Internal costs for Apple would be a key incentive in moving from Intel to their own CPU designs, as Intel can have as much as 75% gross margin baked into their silicon. Initial pricing from Intel states $281 per tray of Core-M processors, which are used in the lowest powered Apple notebook (the MacBook). Even if assuming heavily discounted volume pricing for Apple, the A9X would dwarf Intel pricing, as the A9X is estimated to cost Apple roughly $25 - $35 per chip. The savings Apple would gain in using their own processors would equate to billions of dollars saved each year. The flexibly this change would give Apple in terms of pricing, or large discounts in promoting iPhone + Mac sales, would prove to be mammothly large. It is a component advantage Apple would have which Microsoft and their hardware partners could not leverage.
There are also several key secondary advantages Apple would gain in moving to it's on processors for the Mac. If Apple’s next generation A–series meets or leaps over Intel’s latest Core-i5 series in performance and power saving abilities, Apple’s bragging rights would be stunning, and you can bet the farm on Tim Cook and crew letting everyone know it. While Intel is a quiet specification in today's Macs, any Macs sporting Apple's own "A10X" Apple CPU will become the number one marketed feature for at least a year or two.
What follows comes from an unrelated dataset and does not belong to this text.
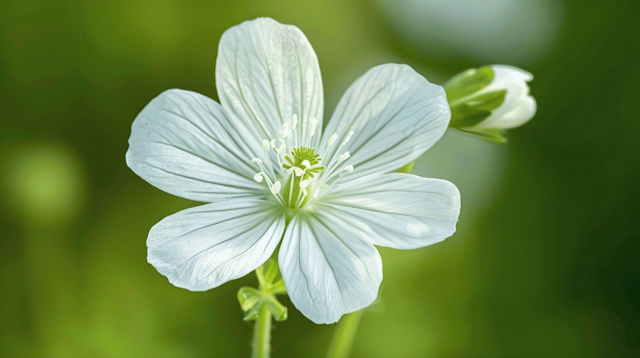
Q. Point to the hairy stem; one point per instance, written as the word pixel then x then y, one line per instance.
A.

For the consumer, does it really matter if a Mac notebook has an Intel processor or an Apple processor? Not really. But owners of these new MacBooks will clearly understand the advantages of a A–series driven Mac over that of an Intel box, which drives more value into MacBooks. It all adds to Apple's ability to further differentiate their products from Windows PCs.
The technical advantage for an Apple processor driving Macs lies within the developer community. It will certainly take more than a few simple tweaks and a recompile of iOS apps to run on a A-series driven Mac, but it will be much easier than the current port from A-series iOS devices to Intel driven Macs. As for existing developers that create Mac-only applications, with Apple’s latest tools, such as Metal GPU for both iOS and OS X, porting will continue to get easier. iOS and OS X, while still miles apart, are worlds that are coming closer together with each passing update. Apple will certainly aid the developer in making the move as easy as possible, and the explosion of new apps for the Mac will be a boon for the OS X platform.
Lastly, Apple’s advantage to launch Mac computers whenever they are good and ready becomes a reality with their own CPU. No more waiting for Intel's own roadmap, or for their Fabs to get over yield or die shrinking issues. Whenever Apple finds it appropriate to launch product is when it will do so. This also helps keep Apple’s competition off guard, while allowing Apple to greater differentiate the advantage to design Macs all in-house.
Apple’s WWDC, likely held in June of 2016, marks the ideal time and location for Apple to launch such a massive transition. The tools Developers needs to be communicated to those that stand to profit from the switch. The first Mac primed for such a transition is the MacBook and a revised MacBook Air. Our understanding is a 14-inch MacBook is likely to be revealed at the show, which would relegate MacBook Air as the entry-level Mac until extinction is required. The transition is not likely to be as swift as Apple’s move from the PowerPC to Intel silicon, as Intel had a host of processors at all levels to aid in Apple's move. This results in Pro products sticking with Intel for a few more years, while the mass consumption Mac laptops and Mini will move to Apple’s CPUs.
Apple's A10X MacBooks, boasting better battery life and power than Intel CPUs, along with thousands of new apps waiting in the wings? The positives clearly outweigh the negatives. WWDC can't come soon enough.